The question remains: Will any of the attorneys involved in these specious cases be held accountable by a judge? Rule 11 sanctions (and their state-law equivalents) are rare. But rare doesn’t mean non-existent.
In White v. General Motors Corp., Inc., for example, the Court of Appeals for the Tenth Circuit—where Justice Neil Gorsuch used to sit—ordered the plaintiffs and their lawyers to pay $172,382 to the other side in attorneys’ fees. The case alleged slander, but the complaint didn’t name the employee who allegedly committed the slander, and when the defendant found the employee and secured an affidavit denying the slander, the plaintiffs refused to withdraw the case. The court noted:
“[W]e have the tragedy of inept lawyers who failed to investigate their claims, and who compounded the court’s and the defendant’s problems in dealing with the case by adopting an extremely aggressive approach. Rule 11 should not be used to discourage advocacy, including that which challenges existing law. Nevertheless, the court is entitled to expect a reasonable level of competence and care on the part of the attorneys who appear before it, and to expect that claims submitted for adjudication by those attorneys will have a rational basis.”
Rule 11 sanctions are normally triggered when the offended party files a motion. The alleged wrongdoer gets 21 days to fix the problem, else the court gets involved. Courts can also prompt sanctions on their own—or “sua sponte.”
If it’s a party that brings up sanctions, courts can order monetary fines to be paid to the court under Rule 11 (not to the other party, for fear of creating incentives to seek sanctions as a moneymaking enterprise). Courts cannot impose money penalties on parties (e.g., the Trump campaign) for failing to understand the law. But parties can be ordered to pay monetary penalties for proffering baseless facts.
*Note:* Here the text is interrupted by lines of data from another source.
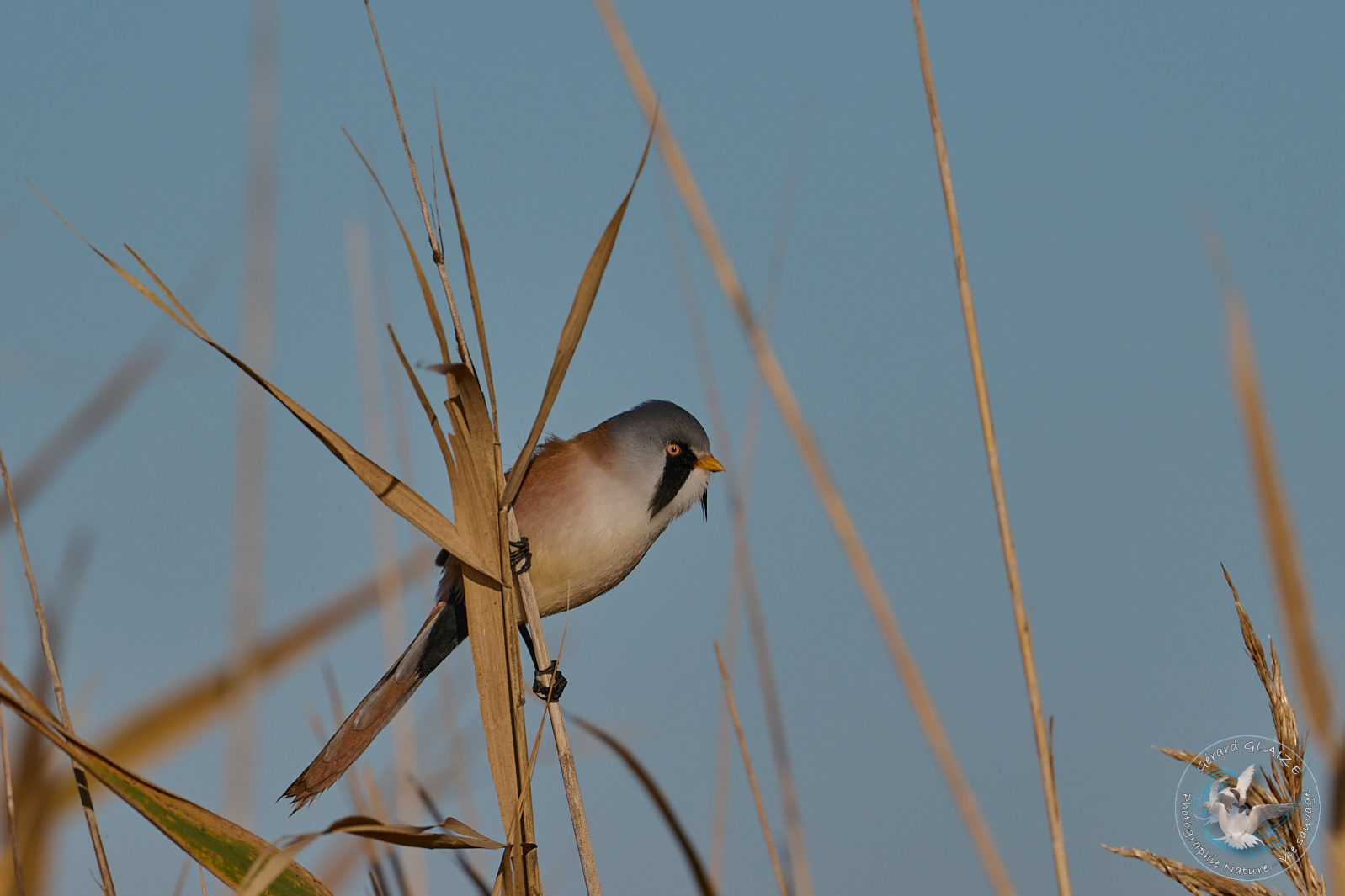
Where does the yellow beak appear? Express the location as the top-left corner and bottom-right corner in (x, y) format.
(695, 454), (724, 472)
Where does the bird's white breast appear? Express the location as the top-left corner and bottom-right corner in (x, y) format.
(515, 444), (709, 616)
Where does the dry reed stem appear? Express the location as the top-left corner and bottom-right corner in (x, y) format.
(670, 188), (812, 896)
(364, 0), (475, 374)
(225, 0), (279, 820)
(506, 507), (603, 896)
(500, 130), (657, 507)
(1205, 248), (1345, 889)
(574, 716), (718, 896)
(346, 220), (429, 892)
(911, 0), (1071, 896)
(715, 642), (789, 896)
(434, 97), (500, 427)
(0, 451), (117, 896)
(1224, 285), (1328, 742)
(659, 187), (742, 881)
(594, 0), (1014, 896)
(0, 600), (27, 896)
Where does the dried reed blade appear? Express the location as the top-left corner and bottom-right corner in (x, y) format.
(342, 130), (454, 364)
(237, 815), (504, 896)
(670, 171), (812, 896)
(0, 441), (117, 896)
(504, 507), (603, 896)
(715, 642), (789, 896)
(574, 716), (718, 896)
(416, 784), (491, 896)
(57, 225), (500, 582)
(434, 97), (499, 431)
(8, 546), (434, 877)
(387, 324), (457, 487)
(1224, 292), (1328, 748)
(0, 663), (331, 896)
(445, 364), (540, 892)
(594, 0), (1013, 896)
(99, 546), (434, 766)
(364, 0), (472, 368)
(500, 122), (657, 507)
(346, 220), (429, 892)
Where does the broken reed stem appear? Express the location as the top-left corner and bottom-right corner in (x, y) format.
(911, 0), (1071, 896)
(0, 451), (117, 896)
(506, 507), (603, 896)
(593, 0), (1014, 896)
(0, 602), (25, 896)
(715, 642), (789, 896)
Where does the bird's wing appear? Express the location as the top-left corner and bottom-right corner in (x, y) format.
(1247, 803), (1298, 830)
(285, 565), (467, 811)
(1204, 780), (1228, 824)
(1237, 763), (1257, 803)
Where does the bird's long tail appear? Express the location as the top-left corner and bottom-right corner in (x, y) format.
(285, 570), (467, 811)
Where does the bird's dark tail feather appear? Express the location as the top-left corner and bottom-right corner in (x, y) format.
(283, 586), (467, 811)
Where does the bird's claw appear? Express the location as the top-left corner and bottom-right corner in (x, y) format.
(533, 660), (569, 703)
(508, 535), (533, 575)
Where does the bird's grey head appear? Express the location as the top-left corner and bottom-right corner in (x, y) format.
(604, 400), (724, 525)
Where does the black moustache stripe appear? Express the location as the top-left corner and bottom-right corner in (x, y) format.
(650, 445), (695, 519)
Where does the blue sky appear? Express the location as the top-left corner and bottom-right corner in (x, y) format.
(0, 3), (1345, 893)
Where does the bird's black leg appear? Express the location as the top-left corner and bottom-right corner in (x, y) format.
(518, 623), (569, 702)
(508, 535), (535, 573)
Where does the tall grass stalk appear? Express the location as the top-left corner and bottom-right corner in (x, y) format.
(715, 642), (789, 896)
(0, 451), (117, 896)
(911, 0), (1071, 896)
(668, 184), (812, 896)
(346, 220), (429, 892)
(225, 0), (279, 822)
(594, 0), (1013, 896)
Moreover, courts can sanction parties and lawyers in ways that do not involve money. At the federal level, non-monetary sanctions have included public reprimands, orders to undergo legal education, referrals to the bar for disciplinary proceedings, warnings, suspension or even disbarment, forced admission of the facts alleged by the other side, and bans on a party or attorney (e.g., Powell or Giuliani) from bringing similar suits without advance permission from the court.
Rule 11 provides a final basis for sanctioning lawyers and parties, and it’s critical. Whenever a paper is filed in a federal court, the person signing the paper certifies that “it is not being presented for any improper purpose, such as to harass” or “cause unnecessary delay.” The dozens of lawsuits that nitpick the hard work of hundreds of thousands of election officials, poll workers and volunteers as a basis for overturning Joe Biden’s win are not about achieving justice. They are about hardline politics, pure and simple.
Courts exist to do justice, not carry water for losing politicians. In this moment, lawyers and judges should use the tools provided under existing procedural rules to stop this kind of gamesmanship, and send a message to the bar that democracy is not to be toyed with in the hallowed halls of the judiciary.